The U.S. economy continues to expand, but the BRIC countries — Brazil, Russia, India and China — are showing a moderation in economic activity, according to the Organization of Economic Cooperation and Development's (OECD) composite leading indicators.
U.S. economic expansion is more moderate than in the last month's leading indicators, but is still stable, with year-on-year growth at 2.8 percent, according to the OECD.
The euro zone is showing a "mild loss" in growth momentum on average, despite Germany's stable pace of recovery, due to slowdowns in France and Italy.
Growth in the Brazilian and Indian economies is slowing down, and China is showing signs of a loss of momentum, the OECD said. Worries that China's runaway growth would falter have weighed on the global economy, and any serious loss in momentum could have severe implications for the export-led recoveries in Europe and North America.
The People's Bank of China raised its reserve ratio requirements for banks on Tuesday as it looks to control rising inflation. China has been trying to prevent a credit bubble from developing.
Russia is also showing the first signs of a loss in growth momentum, the OECD said.
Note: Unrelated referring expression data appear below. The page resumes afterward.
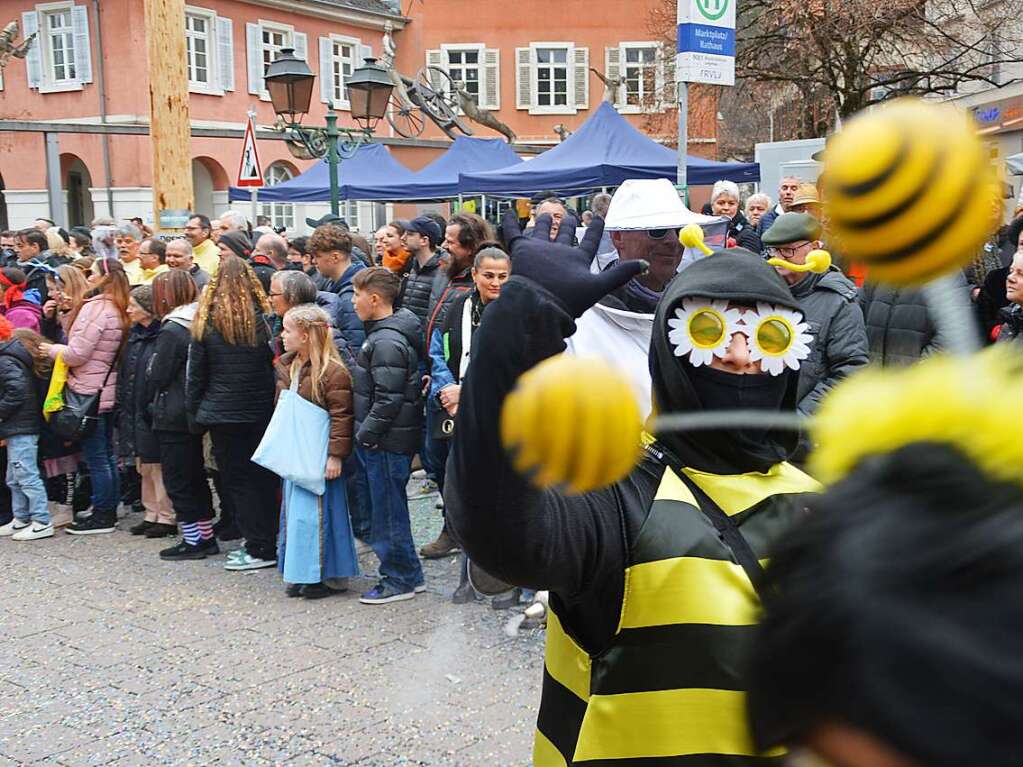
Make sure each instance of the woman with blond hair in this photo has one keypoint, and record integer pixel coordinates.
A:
(230, 391)
(312, 368)
(96, 332)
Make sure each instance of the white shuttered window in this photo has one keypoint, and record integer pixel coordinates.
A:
(61, 58)
(264, 40)
(476, 66)
(552, 79)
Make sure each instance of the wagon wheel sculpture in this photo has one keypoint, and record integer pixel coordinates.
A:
(431, 95)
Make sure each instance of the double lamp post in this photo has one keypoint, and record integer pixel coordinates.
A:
(290, 82)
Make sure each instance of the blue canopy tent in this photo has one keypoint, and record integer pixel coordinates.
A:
(439, 180)
(356, 176)
(605, 151)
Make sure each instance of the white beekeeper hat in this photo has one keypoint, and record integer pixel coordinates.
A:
(650, 204)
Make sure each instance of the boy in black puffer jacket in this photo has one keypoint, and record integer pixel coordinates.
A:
(388, 423)
(20, 423)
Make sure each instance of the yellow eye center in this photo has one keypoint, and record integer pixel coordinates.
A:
(774, 336)
(707, 328)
China in particular has maintained significant growth throughout the economic crisis, with its gross domestic product expanding by 9.2 percent in 2009. Even a marginal slowdown could hit confidence.
The U.K. is maintaining a stable pace of expansion, the OECD said. No reliable estimates of the leading indicators could be given for Japan, which is still recovering from the aftermath of the earthquake and tsunami in March.